Occorre pur sapere che, per quanto l’anima sia congiunta a tutto il corpo, c’è tuttavia in questo qualche parte in cui essa esercita le sue funzioni in modo più specifico che in tutte le altre; e si crede comunemente che tale parte sia il cervello, o forse il cuore: il cervello, perché con esso sono collegati gli organi di senso; il cuore perché ci sembra di sentire in esso le passioni. Ma esaminando la cosa con cura, mi sembra di aver stabilito con evidenza che la parte del corpo in cui l’anima esercita immediatamente le sue funzioni non è affatto il cuore, e nemmeno tutto il cervello, ma solo la parte più interna di esso, che è una certa ghiandola molto piccola, situata in mezzo alla sua sostanza, e sospesa sopra il condotto attraverso cui gli spiriti delle cavità anteriori comunicano con quelli delle posteriori, in modo tale che i suoi più lievi movimenti possono mutare molto il corso degli spiriti, mentre inversamente, i minimi mutamenti nel corso degli spiriti possono portare grandi cambiamenti nei movimenti di questa ghiandola8.
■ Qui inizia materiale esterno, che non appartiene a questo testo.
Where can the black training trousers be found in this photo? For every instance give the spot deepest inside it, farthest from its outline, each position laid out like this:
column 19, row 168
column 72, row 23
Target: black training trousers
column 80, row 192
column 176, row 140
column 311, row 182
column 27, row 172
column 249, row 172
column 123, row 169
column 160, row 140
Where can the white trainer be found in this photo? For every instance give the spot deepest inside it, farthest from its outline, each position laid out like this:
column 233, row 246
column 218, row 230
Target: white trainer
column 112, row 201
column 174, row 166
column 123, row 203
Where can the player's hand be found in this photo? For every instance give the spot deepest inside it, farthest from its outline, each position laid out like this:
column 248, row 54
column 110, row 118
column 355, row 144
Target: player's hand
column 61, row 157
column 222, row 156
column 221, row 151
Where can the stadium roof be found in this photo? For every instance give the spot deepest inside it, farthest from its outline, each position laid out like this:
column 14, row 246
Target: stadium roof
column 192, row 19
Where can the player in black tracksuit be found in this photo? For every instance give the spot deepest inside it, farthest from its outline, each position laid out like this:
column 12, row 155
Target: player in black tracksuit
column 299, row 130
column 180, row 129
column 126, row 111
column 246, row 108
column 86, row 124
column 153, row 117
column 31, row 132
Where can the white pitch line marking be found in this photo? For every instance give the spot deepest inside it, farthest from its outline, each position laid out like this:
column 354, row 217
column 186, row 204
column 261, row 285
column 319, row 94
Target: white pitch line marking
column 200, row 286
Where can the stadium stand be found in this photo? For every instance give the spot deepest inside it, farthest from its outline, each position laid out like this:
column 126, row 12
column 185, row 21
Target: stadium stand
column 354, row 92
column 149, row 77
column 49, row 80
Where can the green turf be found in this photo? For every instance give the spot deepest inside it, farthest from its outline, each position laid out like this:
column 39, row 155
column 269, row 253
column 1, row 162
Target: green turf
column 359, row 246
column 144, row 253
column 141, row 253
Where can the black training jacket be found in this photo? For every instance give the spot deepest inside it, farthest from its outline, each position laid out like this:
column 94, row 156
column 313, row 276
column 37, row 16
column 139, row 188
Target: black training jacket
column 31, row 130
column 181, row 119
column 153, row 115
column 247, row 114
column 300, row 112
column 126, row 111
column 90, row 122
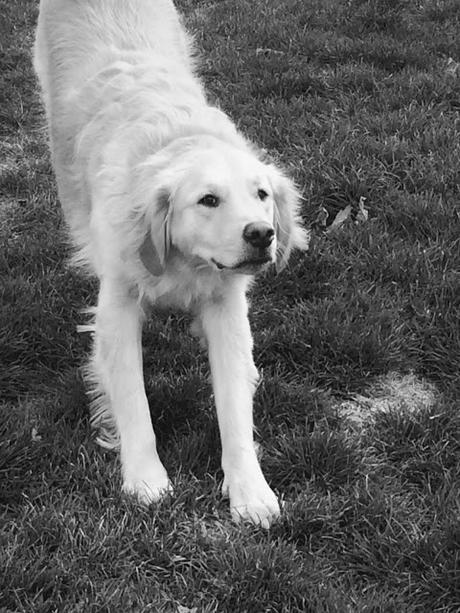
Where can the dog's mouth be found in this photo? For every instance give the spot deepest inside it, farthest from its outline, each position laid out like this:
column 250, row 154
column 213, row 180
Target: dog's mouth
column 246, row 266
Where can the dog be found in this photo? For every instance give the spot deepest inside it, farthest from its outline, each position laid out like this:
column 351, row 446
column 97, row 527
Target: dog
column 168, row 204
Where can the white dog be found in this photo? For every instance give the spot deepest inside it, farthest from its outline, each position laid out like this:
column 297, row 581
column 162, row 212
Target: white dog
column 167, row 203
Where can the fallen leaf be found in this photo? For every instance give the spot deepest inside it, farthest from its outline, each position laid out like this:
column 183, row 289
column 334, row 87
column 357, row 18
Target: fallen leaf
column 35, row 436
column 340, row 218
column 453, row 67
column 321, row 218
column 363, row 213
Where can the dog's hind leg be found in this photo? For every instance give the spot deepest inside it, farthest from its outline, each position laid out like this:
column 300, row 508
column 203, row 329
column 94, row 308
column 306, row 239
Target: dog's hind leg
column 117, row 370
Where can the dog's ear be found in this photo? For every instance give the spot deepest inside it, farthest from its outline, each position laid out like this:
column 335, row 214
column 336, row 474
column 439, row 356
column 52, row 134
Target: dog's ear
column 290, row 234
column 157, row 242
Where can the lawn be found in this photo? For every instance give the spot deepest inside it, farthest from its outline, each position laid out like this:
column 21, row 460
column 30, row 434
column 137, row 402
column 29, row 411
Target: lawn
column 358, row 340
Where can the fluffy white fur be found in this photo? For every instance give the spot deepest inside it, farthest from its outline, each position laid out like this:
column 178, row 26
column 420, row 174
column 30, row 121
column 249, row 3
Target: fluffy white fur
column 159, row 191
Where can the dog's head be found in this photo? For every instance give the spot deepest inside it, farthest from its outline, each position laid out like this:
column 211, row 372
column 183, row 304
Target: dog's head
column 218, row 205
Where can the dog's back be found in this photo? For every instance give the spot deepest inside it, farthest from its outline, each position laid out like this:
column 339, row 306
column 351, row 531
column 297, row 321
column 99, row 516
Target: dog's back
column 80, row 46
column 76, row 38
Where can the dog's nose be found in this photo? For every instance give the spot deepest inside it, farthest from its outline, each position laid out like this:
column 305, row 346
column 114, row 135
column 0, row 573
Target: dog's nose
column 258, row 234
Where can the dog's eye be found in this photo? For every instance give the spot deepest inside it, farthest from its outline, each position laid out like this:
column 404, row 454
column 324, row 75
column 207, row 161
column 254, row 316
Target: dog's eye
column 209, row 200
column 262, row 194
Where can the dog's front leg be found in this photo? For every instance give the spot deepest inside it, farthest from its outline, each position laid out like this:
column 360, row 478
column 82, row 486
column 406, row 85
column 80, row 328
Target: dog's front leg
column 234, row 376
column 117, row 366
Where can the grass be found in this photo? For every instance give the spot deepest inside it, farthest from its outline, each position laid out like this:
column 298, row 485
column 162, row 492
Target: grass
column 358, row 340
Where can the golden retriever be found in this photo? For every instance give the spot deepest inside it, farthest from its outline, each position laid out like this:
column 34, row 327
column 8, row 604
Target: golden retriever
column 166, row 203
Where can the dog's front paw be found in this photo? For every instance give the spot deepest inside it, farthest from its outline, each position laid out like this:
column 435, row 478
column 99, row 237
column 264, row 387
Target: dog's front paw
column 148, row 485
column 252, row 500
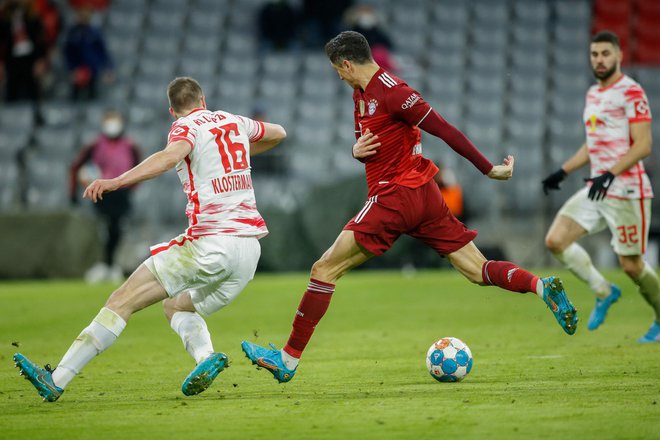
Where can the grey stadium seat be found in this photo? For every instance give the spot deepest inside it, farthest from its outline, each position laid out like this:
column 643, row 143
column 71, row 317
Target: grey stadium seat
column 17, row 116
column 531, row 12
column 9, row 183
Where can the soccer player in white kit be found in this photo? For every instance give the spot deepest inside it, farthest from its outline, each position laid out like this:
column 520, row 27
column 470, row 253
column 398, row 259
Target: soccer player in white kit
column 201, row 270
column 618, row 195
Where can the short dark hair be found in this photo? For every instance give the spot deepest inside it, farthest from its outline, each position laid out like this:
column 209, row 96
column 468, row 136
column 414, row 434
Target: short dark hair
column 184, row 93
column 606, row 37
column 348, row 45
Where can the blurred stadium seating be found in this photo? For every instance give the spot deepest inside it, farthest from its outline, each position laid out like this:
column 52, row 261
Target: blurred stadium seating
column 511, row 73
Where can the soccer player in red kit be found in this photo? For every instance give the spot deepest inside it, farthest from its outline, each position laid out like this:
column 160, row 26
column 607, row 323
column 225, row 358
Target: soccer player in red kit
column 403, row 199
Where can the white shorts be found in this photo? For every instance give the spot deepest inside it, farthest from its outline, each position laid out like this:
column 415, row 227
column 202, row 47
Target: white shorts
column 627, row 219
column 214, row 269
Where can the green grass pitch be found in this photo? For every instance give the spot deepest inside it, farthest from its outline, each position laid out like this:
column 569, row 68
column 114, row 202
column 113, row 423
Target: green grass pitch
column 363, row 375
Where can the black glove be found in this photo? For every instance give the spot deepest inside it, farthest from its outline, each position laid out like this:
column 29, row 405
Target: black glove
column 600, row 185
column 553, row 180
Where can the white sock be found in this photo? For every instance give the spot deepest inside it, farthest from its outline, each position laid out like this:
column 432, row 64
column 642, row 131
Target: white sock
column 289, row 361
column 194, row 333
column 100, row 334
column 539, row 289
column 576, row 259
column 649, row 287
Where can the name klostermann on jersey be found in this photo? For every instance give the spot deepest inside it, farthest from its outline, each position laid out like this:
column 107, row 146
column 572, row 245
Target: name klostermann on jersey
column 231, row 183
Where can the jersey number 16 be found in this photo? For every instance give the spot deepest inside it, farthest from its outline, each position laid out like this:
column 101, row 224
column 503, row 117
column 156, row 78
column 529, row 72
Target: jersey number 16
column 233, row 154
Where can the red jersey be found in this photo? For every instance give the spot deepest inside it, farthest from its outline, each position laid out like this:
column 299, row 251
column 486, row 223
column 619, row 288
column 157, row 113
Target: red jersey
column 389, row 108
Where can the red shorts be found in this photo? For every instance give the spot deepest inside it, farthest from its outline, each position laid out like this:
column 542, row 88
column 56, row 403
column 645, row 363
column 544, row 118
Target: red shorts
column 419, row 212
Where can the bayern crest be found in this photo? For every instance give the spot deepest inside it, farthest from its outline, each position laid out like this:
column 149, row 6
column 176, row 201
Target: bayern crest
column 371, row 108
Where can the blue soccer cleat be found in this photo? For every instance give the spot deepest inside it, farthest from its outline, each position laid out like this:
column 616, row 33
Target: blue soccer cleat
column 555, row 297
column 203, row 375
column 41, row 378
column 271, row 360
column 653, row 335
column 602, row 306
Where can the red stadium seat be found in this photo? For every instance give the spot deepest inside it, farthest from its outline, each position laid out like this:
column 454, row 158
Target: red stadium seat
column 647, row 53
column 613, row 9
column 647, row 29
column 648, row 9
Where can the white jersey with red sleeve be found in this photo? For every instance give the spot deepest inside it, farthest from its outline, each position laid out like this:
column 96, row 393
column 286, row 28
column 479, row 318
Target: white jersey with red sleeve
column 216, row 174
column 608, row 113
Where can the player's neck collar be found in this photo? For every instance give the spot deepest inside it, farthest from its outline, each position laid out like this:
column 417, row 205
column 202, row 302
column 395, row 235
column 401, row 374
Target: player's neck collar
column 373, row 78
column 603, row 88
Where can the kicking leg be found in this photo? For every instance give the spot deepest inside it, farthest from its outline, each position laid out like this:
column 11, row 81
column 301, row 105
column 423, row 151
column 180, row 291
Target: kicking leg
column 649, row 286
column 561, row 241
column 344, row 255
column 140, row 290
column 473, row 265
column 194, row 333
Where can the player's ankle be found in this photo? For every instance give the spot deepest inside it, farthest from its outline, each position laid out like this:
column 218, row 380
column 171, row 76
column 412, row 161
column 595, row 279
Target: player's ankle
column 290, row 361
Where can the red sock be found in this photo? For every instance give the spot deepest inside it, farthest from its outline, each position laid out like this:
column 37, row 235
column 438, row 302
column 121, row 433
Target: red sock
column 312, row 307
column 508, row 276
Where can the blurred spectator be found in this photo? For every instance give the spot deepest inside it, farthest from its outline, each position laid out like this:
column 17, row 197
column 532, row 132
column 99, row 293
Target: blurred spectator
column 322, row 20
column 110, row 155
column 366, row 20
column 278, row 24
column 451, row 191
column 87, row 57
column 23, row 59
column 98, row 5
column 271, row 162
column 51, row 19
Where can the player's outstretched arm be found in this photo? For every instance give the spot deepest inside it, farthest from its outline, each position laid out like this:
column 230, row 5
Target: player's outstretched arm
column 273, row 135
column 152, row 166
column 503, row 171
column 365, row 146
column 436, row 125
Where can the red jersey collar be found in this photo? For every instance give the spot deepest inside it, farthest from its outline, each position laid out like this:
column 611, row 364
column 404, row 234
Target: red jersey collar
column 602, row 89
column 193, row 111
column 373, row 78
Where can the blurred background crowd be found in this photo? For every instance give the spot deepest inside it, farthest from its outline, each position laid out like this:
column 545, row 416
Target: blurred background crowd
column 84, row 79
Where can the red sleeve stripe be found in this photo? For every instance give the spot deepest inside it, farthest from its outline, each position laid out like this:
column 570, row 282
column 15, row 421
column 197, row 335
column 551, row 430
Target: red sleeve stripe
column 387, row 80
column 640, row 119
column 261, row 131
column 182, row 138
column 424, row 117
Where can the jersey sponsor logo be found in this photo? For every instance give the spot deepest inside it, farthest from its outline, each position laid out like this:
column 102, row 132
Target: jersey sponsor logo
column 641, row 108
column 231, row 183
column 205, row 119
column 510, row 273
column 410, row 101
column 386, row 79
column 372, row 106
column 594, row 122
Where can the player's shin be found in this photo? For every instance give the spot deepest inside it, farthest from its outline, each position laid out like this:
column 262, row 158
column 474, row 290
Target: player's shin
column 100, row 334
column 509, row 276
column 649, row 287
column 194, row 333
column 312, row 307
column 577, row 260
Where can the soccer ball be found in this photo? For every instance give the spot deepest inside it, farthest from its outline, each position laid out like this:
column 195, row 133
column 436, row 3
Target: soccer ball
column 449, row 360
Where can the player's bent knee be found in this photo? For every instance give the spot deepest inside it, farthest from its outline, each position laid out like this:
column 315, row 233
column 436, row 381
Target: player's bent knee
column 324, row 270
column 169, row 308
column 632, row 268
column 553, row 243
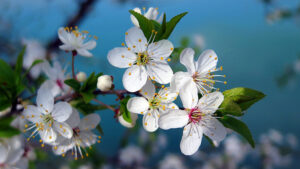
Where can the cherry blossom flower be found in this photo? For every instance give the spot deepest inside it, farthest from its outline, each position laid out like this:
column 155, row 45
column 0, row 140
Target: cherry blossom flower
column 11, row 153
column 48, row 119
column 143, row 59
column 56, row 76
column 199, row 74
column 152, row 105
column 82, row 135
column 151, row 14
column 75, row 41
column 197, row 119
column 34, row 51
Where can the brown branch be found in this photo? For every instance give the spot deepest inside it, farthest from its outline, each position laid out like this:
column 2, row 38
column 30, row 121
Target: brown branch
column 84, row 9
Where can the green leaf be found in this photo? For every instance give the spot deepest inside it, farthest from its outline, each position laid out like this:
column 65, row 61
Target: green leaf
column 19, row 64
column 8, row 131
column 230, row 107
column 145, row 24
column 244, row 97
column 36, row 62
column 73, row 84
column 239, row 127
column 123, row 109
column 172, row 24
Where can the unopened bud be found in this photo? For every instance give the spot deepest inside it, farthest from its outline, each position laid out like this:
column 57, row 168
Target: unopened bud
column 125, row 123
column 81, row 76
column 105, row 83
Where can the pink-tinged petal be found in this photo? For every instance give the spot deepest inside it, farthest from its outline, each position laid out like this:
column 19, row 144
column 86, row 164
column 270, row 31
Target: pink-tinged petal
column 45, row 100
column 89, row 122
column 189, row 95
column 121, row 57
column 161, row 49
column 191, row 139
column 137, row 105
column 136, row 40
column 207, row 61
column 187, row 59
column 134, row 78
column 173, row 119
column 63, row 129
column 61, row 111
column 210, row 102
column 160, row 71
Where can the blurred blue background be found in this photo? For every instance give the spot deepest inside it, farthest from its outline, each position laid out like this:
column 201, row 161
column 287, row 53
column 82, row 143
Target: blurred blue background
column 252, row 51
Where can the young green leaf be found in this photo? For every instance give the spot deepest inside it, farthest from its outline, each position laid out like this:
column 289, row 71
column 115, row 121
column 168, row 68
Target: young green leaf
column 239, row 127
column 244, row 97
column 172, row 24
column 230, row 107
column 19, row 63
column 146, row 25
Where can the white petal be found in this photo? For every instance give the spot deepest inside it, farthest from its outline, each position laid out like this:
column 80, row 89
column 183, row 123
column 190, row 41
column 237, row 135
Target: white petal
column 136, row 40
column 45, row 100
column 89, row 122
column 191, row 139
column 32, row 113
column 134, row 78
column 84, row 52
column 66, row 47
column 51, row 86
column 160, row 71
column 137, row 105
column 173, row 119
column 148, row 90
column 150, row 121
column 180, row 79
column 61, row 111
column 206, row 61
column 48, row 135
column 121, row 57
column 74, row 119
column 187, row 59
column 189, row 95
column 161, row 49
column 4, row 153
column 168, row 95
column 63, row 129
column 133, row 19
column 89, row 45
column 214, row 129
column 63, row 35
column 209, row 103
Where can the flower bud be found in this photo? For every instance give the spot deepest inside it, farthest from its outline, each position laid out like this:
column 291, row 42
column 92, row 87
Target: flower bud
column 105, row 83
column 81, row 76
column 124, row 123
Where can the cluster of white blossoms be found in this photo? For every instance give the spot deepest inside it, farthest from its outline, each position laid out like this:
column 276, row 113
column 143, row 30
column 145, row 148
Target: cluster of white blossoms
column 146, row 63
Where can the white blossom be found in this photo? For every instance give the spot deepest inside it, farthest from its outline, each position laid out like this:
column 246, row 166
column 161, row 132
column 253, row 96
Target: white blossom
column 152, row 105
column 105, row 83
column 76, row 41
column 200, row 74
column 197, row 119
column 143, row 59
column 48, row 119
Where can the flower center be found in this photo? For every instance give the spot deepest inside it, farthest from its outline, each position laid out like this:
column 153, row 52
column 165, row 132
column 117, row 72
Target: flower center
column 195, row 115
column 143, row 58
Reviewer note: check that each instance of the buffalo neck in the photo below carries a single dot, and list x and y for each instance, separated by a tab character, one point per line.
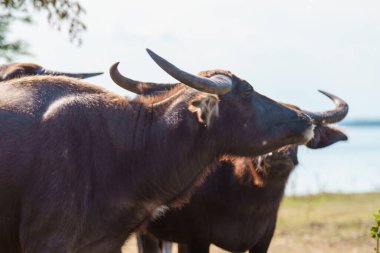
162	151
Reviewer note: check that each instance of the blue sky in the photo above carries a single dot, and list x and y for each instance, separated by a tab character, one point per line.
286	49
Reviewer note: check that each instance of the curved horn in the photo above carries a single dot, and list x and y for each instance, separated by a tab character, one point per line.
218	84
43	71
332	116
141	88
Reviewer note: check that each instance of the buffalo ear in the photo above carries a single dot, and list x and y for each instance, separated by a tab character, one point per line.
205	108
325	136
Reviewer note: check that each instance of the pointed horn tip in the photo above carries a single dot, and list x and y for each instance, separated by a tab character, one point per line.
326	93
152	54
149	51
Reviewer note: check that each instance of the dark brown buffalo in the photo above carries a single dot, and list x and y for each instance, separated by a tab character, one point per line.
236	208
17	70
82	167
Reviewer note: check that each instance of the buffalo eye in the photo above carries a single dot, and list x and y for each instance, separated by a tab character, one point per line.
247	92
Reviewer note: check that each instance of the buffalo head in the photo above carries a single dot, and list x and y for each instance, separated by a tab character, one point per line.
227	106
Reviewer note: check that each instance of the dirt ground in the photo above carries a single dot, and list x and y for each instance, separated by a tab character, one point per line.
328	223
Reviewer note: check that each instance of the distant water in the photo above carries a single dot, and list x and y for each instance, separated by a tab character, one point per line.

Perché la ghiandola pineale?
L’unico motivo per il quale il filosofo francese sceglie questo organo è che, esso, all’interno del Cervello, è l’unica parte non divisa simmetricamente in due emisferi. Questa unità della ghiandola avrebbe suggerito a Cartesio il suo ruolo nell’unificare quel dualismo. Come egli scrive9:
Come si vede che questa ghiandola è la principale sede dell’anima.
Mi sono convinto che l’anima non può avere in tutto il corpo altra localizzazione all’infuori di questa ghiandola, in cui esercita immediatamente le sue funzioni, perché ho osservato che tutte le altre parti del nostro cervello sono doppie, a quel modo stesso che abbiamo due occhi, due mani, due orecchi, come, infine, sono doppi tutti gli organi dei nostri sensi esterni. Ora, poiché abbiamo d’una cosa, in un certo momento, un solo e semplice pensiero, bisogna di necessità che ci sia qualche luogo in cui le due immagini provenienti dai due occhi, o altre duplici impressioni provenienti dallo stesso oggetto attraverso gli organi duplici degli altri sensi, si possano unificare prima di giungere all’anima, in modo che non le siano rappresentati due oggetti invece di uno: e si può agevolmente concepire che queste immagini, o altre impressioni, si riuniscano in questa ghiandola per mezzo degli spiriti che riempiono le cavità del cervello; non c’è infatti nessun altro luogo del corpo dove esse possano esser così riunite, se la riunione non è avvenuta in questa ghiandola
L’occasionalismo
Al di là della veridicità delle tesi o della bontà logica degli argomenti di Descartes, il cartesianesimo ha avuto un profondo influsso sulla cultura a lui contemporanea e, per certi versi, continua ad averla anche oggi con il problema mente-corpo. Il problema dell’unificazione tra res cogitans e res extensa, di fatto estranee l’un l’altra, fu affrontato anche da filosofi a lui coevi. Tra questi Arnold Geulincx e Nicolas de Malebranche (1639-1715). Reputando altamente insoddisfacente la soluzione della ghiandola pineale, questi filosofi svilupparono un’idea nota come occasionalismo, che definiamo subito sotto10.
Occasionalismo |
Si intende con occasionalismo la dottrina che, nel rapporto di dipendenza di un fenomeno da un altro fenomeno, vede soltanto una causa occasionale rispetto all’unica causa reale costituita dall’azione dell’universale principio divino. In particolare, o. è il complesso di dottrine che, dopo la distinzione cartesiana delle due sostanze (res cogitans e res extensa), cercò di spiegare il rapporto tra psichico e corporeo, e che viene perciò anche chiamato più specificamente o. psicofisico. |
L’occasionalismo ha dato origine a quella concezione del Dio orologiaio. Dio, proprio come un orologiaio che deve manutenere e sincronizzare l’orologio, si occupa di sincronizzare gli atti della res cogitans con quelli della res extensa ogni volta che se ne presenta l’occasione.